交錯した過去〜決意

  梅崎は目を覚ました。もう朝である。
  悪夢のような夜だった…
  そう、それはまるで新幹線の速度とジェットコースターのコースを足して2で割らないような、そんな体験だった。
  隣ではもう1人の紅の流れ星を名乗る女,蘭東栄子が、パソコンをいじっていた。
  「あら、起きたの?」
  「あんた、よく耐えられたな…」
  「耐えてないわよ、さっきまで気絶してたんだから…」
  「ここは?」
  「サービスエリア。運転手が眠いってたから休憩しようって」
  「ぐー」
  「今は寝てるけどね」
  「しかし、あの運転手があんなドライビングテクニックの持ち主だったなんて…」
  「はい」
  といって蘭東はコーヒーを投げる
  「おう、さんきゅ」
  梅崎はコーヒ−を流し込んだ
  「それで、なんかわかった?」
  「そう、このパソコンをいろいろ調べたらこの会社の住所がわかったのよ!」
  「本当か! どこにあんだ! その兵器会社!」
  「警備会社よ」
  「どうでもいいって。それより、場所は?」
  「神楽警備保障。場所は綾金」
  パソコンの裏に張ってあるシールを見ながら蘭東は言った。
  「ふーん、よく知らんなぁ」
  梅崎は、場所がわかったことよりも、パソコンのデータを調べたんじゃないんかい! と突っ込みたくてしょうがなかった。

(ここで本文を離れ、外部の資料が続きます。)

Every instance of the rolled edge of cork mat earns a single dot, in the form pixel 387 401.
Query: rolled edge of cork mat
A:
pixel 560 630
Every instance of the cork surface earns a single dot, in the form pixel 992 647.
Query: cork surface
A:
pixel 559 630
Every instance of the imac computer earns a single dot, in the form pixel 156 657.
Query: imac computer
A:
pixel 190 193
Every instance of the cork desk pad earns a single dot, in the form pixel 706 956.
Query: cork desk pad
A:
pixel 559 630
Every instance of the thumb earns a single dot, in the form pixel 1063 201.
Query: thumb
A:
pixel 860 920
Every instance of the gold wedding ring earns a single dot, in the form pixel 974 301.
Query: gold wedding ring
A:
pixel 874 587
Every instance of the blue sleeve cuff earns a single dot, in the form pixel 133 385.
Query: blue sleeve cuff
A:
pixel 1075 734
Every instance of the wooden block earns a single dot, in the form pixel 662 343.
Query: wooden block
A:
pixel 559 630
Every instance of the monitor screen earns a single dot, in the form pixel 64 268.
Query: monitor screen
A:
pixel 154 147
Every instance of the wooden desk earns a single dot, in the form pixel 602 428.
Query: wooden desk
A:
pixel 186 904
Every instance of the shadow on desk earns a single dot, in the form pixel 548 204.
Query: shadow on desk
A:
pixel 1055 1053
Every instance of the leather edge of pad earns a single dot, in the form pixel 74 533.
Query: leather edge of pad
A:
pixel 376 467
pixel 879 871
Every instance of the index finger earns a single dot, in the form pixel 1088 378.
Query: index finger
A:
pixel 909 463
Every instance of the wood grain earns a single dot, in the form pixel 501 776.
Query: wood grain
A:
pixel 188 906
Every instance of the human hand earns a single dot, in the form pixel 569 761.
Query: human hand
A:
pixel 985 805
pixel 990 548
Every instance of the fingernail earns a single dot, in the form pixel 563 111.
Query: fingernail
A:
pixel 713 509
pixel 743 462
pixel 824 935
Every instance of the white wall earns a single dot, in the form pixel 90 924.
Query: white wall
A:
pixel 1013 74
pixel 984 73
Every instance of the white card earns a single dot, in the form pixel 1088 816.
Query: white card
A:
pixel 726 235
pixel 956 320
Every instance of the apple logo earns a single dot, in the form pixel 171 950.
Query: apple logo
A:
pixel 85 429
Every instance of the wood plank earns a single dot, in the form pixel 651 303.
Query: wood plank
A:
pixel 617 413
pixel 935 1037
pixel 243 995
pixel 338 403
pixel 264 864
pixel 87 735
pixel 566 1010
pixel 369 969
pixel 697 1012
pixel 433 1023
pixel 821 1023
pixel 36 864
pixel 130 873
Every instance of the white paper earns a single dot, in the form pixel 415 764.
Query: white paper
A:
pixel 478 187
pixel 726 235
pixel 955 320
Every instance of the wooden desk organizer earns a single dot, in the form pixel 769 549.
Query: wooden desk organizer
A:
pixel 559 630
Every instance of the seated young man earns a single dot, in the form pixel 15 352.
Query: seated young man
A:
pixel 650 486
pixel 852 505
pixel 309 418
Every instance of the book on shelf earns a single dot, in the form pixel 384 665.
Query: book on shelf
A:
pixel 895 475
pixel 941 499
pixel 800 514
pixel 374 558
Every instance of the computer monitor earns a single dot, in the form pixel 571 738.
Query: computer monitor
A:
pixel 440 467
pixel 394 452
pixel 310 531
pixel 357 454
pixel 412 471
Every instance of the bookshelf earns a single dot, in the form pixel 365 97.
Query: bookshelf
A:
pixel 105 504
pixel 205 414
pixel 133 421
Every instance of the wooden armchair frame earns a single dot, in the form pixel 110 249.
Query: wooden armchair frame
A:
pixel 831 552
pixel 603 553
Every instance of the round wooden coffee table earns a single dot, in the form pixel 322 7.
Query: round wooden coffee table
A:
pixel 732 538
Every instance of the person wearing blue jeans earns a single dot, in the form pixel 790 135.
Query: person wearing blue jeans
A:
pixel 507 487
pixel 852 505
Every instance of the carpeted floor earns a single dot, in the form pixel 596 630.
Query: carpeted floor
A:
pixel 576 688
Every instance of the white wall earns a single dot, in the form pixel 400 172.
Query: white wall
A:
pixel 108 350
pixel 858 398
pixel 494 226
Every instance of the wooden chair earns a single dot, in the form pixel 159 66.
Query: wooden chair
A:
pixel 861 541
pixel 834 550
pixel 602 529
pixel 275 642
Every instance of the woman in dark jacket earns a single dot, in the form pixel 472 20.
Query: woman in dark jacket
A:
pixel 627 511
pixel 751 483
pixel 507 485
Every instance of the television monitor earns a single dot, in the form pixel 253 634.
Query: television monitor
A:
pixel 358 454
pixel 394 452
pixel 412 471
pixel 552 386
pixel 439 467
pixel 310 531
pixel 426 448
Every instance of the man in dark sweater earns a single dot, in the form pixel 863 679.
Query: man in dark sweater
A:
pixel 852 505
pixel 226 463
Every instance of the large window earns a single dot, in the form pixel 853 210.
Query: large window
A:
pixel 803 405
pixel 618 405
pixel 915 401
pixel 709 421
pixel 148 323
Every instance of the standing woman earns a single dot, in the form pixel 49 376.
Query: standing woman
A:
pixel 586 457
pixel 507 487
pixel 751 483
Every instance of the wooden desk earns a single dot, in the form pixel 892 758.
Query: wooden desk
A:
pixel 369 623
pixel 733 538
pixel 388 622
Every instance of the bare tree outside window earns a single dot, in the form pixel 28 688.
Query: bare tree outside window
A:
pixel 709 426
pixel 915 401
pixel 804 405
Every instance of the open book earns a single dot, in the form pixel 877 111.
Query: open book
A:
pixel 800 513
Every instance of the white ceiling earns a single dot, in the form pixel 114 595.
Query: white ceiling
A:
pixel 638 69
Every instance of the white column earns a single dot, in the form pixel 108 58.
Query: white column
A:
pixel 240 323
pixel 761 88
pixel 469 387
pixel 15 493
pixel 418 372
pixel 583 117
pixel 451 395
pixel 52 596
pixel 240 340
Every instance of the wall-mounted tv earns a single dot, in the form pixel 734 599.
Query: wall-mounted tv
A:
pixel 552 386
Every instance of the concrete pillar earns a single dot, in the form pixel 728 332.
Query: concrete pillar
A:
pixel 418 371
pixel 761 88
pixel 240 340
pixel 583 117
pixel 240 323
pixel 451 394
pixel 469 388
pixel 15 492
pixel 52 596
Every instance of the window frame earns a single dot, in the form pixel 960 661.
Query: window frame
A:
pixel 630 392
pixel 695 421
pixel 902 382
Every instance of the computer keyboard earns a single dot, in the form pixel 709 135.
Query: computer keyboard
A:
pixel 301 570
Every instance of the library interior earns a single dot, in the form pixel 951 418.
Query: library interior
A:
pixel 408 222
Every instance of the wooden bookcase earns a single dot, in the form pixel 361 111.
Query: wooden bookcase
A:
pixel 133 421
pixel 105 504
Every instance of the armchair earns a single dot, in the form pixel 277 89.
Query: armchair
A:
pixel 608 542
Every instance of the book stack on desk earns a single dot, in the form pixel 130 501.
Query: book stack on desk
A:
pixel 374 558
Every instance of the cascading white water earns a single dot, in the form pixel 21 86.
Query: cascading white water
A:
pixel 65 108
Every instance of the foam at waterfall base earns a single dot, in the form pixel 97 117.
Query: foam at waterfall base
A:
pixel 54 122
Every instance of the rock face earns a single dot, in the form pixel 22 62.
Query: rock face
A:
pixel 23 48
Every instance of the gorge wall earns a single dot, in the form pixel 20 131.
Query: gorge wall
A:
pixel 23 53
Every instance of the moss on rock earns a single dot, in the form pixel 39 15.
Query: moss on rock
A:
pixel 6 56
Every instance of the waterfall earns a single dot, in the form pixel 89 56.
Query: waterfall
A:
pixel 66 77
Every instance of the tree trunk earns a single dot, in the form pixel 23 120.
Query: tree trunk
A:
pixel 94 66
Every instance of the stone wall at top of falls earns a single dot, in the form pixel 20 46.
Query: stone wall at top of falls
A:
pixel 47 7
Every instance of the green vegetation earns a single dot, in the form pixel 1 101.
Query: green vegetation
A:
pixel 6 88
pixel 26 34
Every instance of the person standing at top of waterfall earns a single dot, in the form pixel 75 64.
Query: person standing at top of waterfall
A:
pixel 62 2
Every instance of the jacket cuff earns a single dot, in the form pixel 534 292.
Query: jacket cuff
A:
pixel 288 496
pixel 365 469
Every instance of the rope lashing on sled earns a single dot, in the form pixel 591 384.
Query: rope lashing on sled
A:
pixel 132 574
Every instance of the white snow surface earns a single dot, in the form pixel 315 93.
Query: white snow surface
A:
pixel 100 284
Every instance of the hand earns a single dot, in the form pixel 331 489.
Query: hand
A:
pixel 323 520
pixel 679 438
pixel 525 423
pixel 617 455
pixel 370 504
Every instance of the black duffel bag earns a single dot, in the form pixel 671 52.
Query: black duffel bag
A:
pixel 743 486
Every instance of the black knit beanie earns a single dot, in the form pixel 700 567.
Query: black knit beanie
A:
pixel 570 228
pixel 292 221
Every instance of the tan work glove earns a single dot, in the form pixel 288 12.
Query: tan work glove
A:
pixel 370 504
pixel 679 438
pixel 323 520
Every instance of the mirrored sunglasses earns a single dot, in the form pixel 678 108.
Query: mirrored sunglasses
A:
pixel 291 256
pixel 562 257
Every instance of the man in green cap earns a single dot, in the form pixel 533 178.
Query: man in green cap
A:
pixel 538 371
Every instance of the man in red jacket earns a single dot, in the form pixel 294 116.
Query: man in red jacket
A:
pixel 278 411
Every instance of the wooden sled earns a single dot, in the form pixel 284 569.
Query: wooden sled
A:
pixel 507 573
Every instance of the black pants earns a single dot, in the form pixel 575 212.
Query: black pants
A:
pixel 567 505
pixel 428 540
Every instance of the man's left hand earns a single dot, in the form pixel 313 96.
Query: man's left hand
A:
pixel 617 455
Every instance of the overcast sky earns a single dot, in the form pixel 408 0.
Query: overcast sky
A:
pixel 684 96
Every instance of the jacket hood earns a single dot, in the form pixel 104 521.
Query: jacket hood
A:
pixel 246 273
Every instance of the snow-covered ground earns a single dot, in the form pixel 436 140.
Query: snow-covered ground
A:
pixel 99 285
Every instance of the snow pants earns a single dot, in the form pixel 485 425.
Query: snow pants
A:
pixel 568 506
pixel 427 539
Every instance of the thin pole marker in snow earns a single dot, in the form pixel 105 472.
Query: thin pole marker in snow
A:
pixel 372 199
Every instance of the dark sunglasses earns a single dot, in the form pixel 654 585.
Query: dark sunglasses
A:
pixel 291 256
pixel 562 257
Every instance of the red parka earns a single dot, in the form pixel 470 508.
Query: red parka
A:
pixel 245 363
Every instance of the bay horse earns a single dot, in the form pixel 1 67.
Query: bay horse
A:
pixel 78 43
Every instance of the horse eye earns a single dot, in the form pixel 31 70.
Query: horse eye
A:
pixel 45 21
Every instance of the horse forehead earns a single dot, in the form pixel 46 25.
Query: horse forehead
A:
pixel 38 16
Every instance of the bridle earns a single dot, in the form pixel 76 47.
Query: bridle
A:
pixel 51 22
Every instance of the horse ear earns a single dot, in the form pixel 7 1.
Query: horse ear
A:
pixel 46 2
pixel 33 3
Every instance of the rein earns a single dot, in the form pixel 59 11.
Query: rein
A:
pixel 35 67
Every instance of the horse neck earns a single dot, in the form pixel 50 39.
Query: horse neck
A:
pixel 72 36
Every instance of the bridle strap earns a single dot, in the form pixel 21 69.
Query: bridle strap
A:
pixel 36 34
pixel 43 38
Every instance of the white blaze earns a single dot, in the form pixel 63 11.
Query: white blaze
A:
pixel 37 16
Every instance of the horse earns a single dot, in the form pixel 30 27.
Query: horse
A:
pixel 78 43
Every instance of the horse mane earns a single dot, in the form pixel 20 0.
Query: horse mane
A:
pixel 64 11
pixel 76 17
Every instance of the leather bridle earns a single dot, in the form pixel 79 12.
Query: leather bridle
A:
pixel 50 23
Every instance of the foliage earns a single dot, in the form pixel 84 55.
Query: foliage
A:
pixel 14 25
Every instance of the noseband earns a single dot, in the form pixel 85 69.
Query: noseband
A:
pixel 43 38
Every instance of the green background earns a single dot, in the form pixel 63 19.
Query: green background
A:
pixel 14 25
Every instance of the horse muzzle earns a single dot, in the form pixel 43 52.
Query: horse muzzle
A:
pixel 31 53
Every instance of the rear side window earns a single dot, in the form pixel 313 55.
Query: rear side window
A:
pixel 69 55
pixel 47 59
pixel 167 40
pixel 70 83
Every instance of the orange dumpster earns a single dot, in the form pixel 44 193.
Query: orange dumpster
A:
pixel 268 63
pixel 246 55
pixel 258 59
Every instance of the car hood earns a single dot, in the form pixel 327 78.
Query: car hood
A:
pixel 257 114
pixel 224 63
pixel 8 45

  「…で、どうする? あたしはチームがばらばらになったから、帰るついでに行ってみようかと思って」
  「あたしは別にかまわないよ、あたしは西へ東への根無し草稼業だからね。それに、あんな火力のもん作ってる奴の顔が見たいしね」
  「そう、で、この子にも聞いてみたのよ。そしたら「どうせ暇だから、慣らし運転のついでに行く」だって」
  「ふーん」
  「蘭東栄子」
  「は?」
  「自己紹介よ、あたしは蘭東栄子。あなたは?」
  「名前なんてないんだけどな…」
  「いいじゃない、ここまできたら」
  「梅崎真紀」
  「よろしく、真紀」
  「よろしくっつったって少しだけじゃないか」
  「あら、言わなかったっけ?綾金って中部地方の南よ」
  「は?」
  「千キロはあるわね、ここから」
  「はい?」
  「さあ、そろそろ出発するわよ」
  「あんたいつの間に着替えたんだ?」
  「特攻服脱いだだけよ、暑いし、臭いし…」
  なぜ特攻服の下からOL風のスーツ姿がでてくるんだ…とか心で思って口に出さなかった梅崎であった。
  「はい、夕、おきなさい! 行くわよ!」
  「はぁ〜い」
  「夕?」
  「そう、この子は姫萩夕ってゆうの」
  眠たげな姫萩は2人にたずねる
  「ねえ、煙草ない?」
  ふるふる
  2人は首を横に振る。
  「そっか…残念」
 


  そしてバモスのエンジンがかかった。